I am not surprised if people feel out of the social media loop. Social media is not for everyone. It involves time and participation. Over the years, the evolution and context of social media and social media networks, as well as developments in third party tools and applications have improved tremendously. It’s dizzying to keep track of all your social media networks, logins and passwords. And let’s not forget the task of keeping up with all the fancy shorthand lingo and jargon. For instance, hashtags, which identify topics trending or topics of interest, change all the time.
- (Source: http://www.facebook.com/helpingjanet)
While it is a lot to take into account, in the end, it’s worth knowing that using all these social media tools can help get the message across. These days, patients, family and friends rely on the wonders of social media to increase awareness about their illness and search of a life saving donor. Facebook, Twitter, Tumblr, Pintrest, Google+, YouTube, and Reddit are a few of hundreds of social networks available to reach millions of users worldwide. You’re getting a message across, and doing it across the globe!

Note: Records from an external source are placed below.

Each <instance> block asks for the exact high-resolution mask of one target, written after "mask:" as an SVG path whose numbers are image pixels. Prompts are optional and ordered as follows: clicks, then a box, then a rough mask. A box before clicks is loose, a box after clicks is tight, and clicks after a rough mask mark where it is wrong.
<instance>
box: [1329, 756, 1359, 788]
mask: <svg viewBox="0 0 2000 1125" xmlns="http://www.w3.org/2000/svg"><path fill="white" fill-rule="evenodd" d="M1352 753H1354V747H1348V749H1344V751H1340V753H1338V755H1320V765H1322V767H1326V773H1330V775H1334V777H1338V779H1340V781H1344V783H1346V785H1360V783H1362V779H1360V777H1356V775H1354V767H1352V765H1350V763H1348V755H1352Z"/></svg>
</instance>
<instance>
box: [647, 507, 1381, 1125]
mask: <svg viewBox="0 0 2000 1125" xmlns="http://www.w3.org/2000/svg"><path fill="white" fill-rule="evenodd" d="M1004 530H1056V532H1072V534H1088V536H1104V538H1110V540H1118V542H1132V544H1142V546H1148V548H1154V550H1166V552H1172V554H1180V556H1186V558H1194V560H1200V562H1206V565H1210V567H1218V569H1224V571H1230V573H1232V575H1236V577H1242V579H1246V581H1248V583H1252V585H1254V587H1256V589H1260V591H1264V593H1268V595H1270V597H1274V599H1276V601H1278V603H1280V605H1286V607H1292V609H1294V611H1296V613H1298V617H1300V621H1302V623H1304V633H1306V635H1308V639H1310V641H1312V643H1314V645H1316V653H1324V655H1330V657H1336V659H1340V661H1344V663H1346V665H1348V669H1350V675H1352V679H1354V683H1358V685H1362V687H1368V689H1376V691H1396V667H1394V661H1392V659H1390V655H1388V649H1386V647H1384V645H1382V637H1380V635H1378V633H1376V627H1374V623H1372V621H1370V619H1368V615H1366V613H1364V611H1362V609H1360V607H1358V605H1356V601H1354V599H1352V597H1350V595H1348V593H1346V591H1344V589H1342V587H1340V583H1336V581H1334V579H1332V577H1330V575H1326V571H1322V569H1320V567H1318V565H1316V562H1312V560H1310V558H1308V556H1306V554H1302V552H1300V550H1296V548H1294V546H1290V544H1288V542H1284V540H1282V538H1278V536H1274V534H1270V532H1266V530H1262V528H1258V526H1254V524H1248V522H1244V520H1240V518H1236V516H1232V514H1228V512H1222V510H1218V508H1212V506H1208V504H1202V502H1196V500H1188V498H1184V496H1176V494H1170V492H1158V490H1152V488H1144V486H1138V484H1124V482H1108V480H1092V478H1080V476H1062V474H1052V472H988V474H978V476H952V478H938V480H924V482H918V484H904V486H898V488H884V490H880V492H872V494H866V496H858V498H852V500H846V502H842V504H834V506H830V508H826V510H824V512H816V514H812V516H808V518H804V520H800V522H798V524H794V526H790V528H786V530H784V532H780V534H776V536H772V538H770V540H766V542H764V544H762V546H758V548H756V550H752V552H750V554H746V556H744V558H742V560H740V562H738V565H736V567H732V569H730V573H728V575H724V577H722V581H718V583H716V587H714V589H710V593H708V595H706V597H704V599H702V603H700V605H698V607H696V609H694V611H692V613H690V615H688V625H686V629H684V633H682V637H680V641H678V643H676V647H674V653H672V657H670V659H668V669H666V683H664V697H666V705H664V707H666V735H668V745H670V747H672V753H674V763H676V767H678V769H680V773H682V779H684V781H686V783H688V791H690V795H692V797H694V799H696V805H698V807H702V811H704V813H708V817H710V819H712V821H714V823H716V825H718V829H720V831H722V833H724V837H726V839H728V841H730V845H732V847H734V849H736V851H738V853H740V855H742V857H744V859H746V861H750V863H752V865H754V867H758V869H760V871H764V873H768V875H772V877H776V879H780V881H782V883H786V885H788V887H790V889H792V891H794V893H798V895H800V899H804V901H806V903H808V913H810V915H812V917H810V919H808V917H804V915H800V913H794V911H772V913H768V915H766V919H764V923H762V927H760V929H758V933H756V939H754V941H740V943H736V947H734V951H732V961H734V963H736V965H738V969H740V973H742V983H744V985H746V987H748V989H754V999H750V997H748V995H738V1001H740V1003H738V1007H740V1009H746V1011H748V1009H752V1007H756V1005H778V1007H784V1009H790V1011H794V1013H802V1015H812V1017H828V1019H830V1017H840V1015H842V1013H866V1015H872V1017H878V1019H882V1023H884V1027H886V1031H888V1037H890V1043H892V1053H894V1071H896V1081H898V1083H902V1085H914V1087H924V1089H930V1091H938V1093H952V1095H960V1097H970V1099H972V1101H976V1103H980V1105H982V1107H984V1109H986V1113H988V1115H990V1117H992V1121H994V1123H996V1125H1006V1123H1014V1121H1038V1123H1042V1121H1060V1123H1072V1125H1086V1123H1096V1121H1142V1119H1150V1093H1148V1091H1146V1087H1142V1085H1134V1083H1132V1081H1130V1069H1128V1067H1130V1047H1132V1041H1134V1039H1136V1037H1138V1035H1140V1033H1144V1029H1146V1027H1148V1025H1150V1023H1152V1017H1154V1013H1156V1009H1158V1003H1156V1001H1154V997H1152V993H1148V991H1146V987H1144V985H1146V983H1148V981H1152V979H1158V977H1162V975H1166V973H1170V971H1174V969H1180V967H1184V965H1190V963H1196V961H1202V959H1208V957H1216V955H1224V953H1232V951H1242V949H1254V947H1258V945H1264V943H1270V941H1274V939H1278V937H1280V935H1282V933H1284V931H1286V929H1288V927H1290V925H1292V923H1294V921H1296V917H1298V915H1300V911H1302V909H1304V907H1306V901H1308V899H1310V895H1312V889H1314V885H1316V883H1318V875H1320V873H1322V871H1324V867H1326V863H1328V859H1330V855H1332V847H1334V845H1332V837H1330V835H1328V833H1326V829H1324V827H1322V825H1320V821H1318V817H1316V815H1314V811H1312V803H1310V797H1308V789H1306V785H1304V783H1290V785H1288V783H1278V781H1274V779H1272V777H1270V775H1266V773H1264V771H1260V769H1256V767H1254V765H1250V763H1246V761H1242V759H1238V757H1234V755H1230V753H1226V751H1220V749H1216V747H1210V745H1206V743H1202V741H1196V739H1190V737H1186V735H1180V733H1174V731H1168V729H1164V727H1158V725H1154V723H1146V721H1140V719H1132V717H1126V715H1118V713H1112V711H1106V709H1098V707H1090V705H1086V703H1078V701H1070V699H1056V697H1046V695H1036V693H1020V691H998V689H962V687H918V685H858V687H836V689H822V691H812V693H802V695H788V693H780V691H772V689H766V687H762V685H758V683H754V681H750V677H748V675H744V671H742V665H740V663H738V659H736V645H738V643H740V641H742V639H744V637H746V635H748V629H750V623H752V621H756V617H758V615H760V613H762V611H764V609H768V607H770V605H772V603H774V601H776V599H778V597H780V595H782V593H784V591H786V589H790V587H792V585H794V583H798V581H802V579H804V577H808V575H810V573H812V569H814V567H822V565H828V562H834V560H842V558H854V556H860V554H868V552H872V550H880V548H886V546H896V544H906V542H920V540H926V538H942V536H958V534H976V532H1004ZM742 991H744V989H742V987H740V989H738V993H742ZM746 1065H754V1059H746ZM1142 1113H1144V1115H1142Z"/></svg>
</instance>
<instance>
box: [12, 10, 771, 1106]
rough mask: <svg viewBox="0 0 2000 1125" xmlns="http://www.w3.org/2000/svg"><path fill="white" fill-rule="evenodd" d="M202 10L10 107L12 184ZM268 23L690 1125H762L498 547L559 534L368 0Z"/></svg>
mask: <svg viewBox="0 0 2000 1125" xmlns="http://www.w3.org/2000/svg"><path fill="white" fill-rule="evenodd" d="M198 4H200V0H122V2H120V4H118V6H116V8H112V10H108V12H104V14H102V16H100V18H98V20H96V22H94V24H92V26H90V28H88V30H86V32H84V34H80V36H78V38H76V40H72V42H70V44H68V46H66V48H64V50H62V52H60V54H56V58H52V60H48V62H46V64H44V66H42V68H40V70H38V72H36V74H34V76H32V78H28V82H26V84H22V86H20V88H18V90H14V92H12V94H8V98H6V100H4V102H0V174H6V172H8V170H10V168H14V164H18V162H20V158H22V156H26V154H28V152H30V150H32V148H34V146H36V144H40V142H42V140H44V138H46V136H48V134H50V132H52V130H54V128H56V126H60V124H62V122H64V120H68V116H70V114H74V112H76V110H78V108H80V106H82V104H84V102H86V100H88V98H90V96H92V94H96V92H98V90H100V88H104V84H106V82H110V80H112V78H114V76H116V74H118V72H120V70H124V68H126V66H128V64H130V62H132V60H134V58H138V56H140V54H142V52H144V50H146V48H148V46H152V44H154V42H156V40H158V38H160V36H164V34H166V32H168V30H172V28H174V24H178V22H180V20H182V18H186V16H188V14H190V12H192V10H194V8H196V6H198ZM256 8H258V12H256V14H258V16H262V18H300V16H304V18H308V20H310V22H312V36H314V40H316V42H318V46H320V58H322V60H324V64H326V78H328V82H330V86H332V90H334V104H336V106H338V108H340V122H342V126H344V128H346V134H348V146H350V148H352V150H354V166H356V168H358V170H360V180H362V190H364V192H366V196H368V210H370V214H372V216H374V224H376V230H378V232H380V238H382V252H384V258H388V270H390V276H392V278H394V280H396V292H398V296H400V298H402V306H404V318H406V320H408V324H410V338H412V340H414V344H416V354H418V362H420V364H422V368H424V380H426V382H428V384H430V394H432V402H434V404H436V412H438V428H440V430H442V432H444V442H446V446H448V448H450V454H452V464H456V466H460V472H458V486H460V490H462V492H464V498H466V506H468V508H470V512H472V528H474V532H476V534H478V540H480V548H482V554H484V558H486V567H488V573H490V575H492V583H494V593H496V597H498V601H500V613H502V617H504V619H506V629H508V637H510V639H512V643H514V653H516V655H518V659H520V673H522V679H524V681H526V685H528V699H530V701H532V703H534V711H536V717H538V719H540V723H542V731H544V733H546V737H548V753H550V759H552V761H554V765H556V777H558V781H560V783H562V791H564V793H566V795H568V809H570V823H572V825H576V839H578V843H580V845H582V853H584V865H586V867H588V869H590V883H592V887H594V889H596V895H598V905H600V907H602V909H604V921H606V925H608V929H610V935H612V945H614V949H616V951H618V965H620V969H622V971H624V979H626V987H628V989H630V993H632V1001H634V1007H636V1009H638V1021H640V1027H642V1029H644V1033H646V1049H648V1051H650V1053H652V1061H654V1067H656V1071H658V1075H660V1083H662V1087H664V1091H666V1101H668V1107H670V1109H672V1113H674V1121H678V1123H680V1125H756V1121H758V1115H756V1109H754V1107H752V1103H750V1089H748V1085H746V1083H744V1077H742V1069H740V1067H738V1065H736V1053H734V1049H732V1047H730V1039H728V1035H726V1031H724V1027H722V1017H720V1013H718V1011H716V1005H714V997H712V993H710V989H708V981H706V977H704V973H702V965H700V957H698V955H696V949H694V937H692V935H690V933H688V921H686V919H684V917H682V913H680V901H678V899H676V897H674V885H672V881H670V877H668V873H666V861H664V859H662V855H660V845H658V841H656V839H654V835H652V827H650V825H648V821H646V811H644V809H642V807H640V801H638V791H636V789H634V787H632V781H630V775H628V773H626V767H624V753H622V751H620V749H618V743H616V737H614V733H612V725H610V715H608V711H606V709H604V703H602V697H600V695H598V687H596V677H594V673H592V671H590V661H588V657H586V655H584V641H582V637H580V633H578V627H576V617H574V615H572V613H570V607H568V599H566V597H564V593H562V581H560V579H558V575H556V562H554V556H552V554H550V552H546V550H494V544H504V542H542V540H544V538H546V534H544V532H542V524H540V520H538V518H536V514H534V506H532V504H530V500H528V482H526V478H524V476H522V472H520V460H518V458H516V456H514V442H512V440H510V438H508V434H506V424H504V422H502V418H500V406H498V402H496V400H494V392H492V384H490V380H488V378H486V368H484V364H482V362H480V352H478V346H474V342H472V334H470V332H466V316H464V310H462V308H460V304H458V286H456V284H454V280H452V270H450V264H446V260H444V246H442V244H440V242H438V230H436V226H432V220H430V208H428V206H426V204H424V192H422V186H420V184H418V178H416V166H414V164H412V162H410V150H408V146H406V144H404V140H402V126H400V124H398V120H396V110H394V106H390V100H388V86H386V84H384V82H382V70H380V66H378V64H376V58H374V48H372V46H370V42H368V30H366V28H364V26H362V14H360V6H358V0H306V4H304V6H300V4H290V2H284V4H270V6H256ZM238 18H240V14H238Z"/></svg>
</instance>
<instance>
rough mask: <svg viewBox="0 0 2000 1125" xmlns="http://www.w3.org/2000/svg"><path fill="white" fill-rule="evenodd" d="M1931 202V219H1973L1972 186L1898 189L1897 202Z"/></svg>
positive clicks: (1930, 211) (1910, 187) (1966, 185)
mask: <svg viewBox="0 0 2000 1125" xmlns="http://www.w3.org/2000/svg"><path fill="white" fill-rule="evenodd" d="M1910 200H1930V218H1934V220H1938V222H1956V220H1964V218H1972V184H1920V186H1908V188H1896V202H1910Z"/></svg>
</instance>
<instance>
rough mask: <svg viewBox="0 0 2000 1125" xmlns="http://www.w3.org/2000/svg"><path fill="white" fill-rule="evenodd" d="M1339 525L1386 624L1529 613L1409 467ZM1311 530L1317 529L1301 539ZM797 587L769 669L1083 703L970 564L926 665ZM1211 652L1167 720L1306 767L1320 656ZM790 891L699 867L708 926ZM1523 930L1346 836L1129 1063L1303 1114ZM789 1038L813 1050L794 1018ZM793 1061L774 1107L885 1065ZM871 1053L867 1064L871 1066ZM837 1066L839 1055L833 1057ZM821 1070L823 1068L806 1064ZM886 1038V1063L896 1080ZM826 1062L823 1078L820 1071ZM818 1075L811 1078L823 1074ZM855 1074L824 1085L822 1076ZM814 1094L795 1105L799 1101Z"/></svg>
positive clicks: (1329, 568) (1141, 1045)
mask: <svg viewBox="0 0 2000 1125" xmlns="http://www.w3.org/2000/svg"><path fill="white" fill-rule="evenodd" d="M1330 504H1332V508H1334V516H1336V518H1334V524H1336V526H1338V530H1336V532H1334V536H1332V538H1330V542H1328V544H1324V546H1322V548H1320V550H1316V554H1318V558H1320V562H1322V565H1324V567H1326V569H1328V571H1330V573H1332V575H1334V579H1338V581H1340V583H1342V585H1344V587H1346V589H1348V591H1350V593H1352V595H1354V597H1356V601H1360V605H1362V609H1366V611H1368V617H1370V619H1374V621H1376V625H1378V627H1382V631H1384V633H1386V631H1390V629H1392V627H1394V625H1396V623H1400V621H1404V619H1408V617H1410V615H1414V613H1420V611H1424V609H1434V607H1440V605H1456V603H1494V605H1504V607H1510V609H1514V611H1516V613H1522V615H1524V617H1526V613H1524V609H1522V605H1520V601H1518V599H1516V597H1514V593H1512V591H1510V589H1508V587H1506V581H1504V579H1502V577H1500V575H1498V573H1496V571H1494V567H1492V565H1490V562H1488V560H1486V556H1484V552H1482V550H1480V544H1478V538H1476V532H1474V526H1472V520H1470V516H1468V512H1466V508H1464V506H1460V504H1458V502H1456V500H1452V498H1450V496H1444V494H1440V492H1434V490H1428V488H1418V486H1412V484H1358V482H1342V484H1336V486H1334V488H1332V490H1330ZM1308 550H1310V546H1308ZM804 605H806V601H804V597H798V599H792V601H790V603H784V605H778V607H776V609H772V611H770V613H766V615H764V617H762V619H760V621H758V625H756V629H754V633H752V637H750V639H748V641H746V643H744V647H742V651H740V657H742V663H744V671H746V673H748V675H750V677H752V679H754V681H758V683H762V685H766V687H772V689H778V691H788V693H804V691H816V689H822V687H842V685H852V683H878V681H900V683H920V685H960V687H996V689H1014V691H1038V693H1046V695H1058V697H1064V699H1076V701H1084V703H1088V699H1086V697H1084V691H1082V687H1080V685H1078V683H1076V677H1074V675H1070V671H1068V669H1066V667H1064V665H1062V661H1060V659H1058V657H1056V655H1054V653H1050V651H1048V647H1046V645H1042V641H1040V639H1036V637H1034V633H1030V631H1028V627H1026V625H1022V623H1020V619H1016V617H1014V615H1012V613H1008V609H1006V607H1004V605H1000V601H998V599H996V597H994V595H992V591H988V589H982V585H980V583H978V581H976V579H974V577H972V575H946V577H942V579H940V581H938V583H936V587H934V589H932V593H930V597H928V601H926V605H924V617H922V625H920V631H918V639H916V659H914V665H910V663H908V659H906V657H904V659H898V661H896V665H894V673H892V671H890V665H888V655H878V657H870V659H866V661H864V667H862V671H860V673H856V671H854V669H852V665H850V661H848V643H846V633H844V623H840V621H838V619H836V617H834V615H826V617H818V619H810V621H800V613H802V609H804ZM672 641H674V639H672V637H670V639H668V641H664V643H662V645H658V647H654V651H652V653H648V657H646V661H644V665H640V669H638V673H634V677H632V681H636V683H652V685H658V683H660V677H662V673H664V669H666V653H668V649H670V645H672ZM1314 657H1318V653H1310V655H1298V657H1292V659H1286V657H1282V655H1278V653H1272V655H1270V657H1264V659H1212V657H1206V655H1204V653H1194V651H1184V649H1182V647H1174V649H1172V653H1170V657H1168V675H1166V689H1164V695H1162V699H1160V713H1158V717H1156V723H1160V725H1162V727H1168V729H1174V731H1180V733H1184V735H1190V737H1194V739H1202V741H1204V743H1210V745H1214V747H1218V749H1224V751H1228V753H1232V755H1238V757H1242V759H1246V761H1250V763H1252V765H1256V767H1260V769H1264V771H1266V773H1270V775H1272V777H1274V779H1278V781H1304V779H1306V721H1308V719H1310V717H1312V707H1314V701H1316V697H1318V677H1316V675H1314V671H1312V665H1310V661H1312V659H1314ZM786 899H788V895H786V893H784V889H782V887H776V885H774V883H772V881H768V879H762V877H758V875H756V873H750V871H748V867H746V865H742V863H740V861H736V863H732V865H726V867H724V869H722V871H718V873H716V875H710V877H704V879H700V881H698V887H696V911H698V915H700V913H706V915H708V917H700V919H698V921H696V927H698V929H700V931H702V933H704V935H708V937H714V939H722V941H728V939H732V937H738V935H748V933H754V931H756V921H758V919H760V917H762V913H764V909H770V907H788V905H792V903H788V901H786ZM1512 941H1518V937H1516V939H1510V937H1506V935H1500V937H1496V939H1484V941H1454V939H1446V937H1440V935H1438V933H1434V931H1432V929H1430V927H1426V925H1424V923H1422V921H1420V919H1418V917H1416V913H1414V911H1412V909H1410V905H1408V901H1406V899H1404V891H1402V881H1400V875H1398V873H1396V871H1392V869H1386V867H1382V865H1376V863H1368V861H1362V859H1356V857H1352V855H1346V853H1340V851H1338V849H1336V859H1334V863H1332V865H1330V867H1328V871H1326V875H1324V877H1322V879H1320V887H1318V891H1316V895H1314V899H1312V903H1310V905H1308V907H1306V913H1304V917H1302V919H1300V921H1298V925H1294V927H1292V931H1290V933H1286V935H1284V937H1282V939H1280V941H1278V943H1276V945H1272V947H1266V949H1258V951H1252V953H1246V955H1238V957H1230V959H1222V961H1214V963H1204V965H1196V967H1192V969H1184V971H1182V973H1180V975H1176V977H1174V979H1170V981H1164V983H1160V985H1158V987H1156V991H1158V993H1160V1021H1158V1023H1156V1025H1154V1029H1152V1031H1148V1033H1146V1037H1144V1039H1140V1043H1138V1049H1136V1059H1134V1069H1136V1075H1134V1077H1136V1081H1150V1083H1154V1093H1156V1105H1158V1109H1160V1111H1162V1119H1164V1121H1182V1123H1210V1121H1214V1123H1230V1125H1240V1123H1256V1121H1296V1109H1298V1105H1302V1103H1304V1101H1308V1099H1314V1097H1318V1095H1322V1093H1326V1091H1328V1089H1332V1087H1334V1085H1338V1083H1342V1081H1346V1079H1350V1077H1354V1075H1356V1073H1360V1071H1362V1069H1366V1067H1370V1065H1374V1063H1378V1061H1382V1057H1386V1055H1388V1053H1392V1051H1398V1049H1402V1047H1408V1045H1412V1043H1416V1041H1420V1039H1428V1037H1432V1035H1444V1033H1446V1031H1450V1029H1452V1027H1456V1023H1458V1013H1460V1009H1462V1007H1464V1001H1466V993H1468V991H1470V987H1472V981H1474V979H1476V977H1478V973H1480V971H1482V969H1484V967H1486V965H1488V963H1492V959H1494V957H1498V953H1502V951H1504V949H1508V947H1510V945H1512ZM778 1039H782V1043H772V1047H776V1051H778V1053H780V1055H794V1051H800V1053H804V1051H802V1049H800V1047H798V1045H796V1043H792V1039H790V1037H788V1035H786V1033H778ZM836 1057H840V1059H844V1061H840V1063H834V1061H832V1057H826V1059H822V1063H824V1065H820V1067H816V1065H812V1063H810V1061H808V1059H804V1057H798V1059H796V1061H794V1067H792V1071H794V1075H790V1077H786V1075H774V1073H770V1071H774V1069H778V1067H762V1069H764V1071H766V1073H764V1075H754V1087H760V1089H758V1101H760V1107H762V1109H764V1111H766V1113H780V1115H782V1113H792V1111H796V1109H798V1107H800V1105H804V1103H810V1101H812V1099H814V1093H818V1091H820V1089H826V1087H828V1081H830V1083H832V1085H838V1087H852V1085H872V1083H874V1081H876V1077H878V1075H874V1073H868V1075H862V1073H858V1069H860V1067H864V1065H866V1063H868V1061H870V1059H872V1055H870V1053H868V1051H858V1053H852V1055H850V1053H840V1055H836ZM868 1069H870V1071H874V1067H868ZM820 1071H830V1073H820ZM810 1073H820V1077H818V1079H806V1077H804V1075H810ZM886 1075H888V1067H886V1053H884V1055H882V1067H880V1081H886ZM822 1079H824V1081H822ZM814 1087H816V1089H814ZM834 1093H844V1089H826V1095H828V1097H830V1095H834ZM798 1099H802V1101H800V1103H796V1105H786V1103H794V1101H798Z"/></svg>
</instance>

Many patients and families have taken advantage of social media to fuel their search for a life saving donor. Even with little or no expectation they will receive responses. Simply raising awareness for people to sign up as a donor can yield startling results. One example of social media’s power was the work of Janet Liang, spearheading the “Helping Janet Find her Perfect Match” campaign. Janet released a heartfelt video on Youtube pleading for more people to register as a marrow donor because her time to find a match was dwindling. She wasn’t expecting the outcome she received. In a matter of 2 days her video reached more than 20,000 viewers, YouTube and Reddit combined. AADP was flooded with calls and emails from people across the nation wanting to host drives, create publicity, sign up as a marrow donor, donate funds, or just send support to Janet. Her Facebook page is now filled with more than 11,000 likes! Her twitter feed is constantly updating her followers of potential drives, events, and news.
We can see the same activity and response generated from Facebook,
which designates May as “Organ Donor/Transplant Registration” month.
Recently, Facebook launched a “Like” feature to recognize registered
organ donors throughout the United States. Facebook also provided social media network application to direct people who are interested in signing up as an organ donor.
After this launch, the number of newly enrolled donors into the organ
donor registry increased significantly. The number continues to grow as
awareness reaches more people.
In short, take advantage of your social media strand. You never know where your message will end up, who it will reach, and the outcome you may receive.
Donna Megino is the Recruitment Assistant & Social Media Manager for AADP (Asian American Donor Program).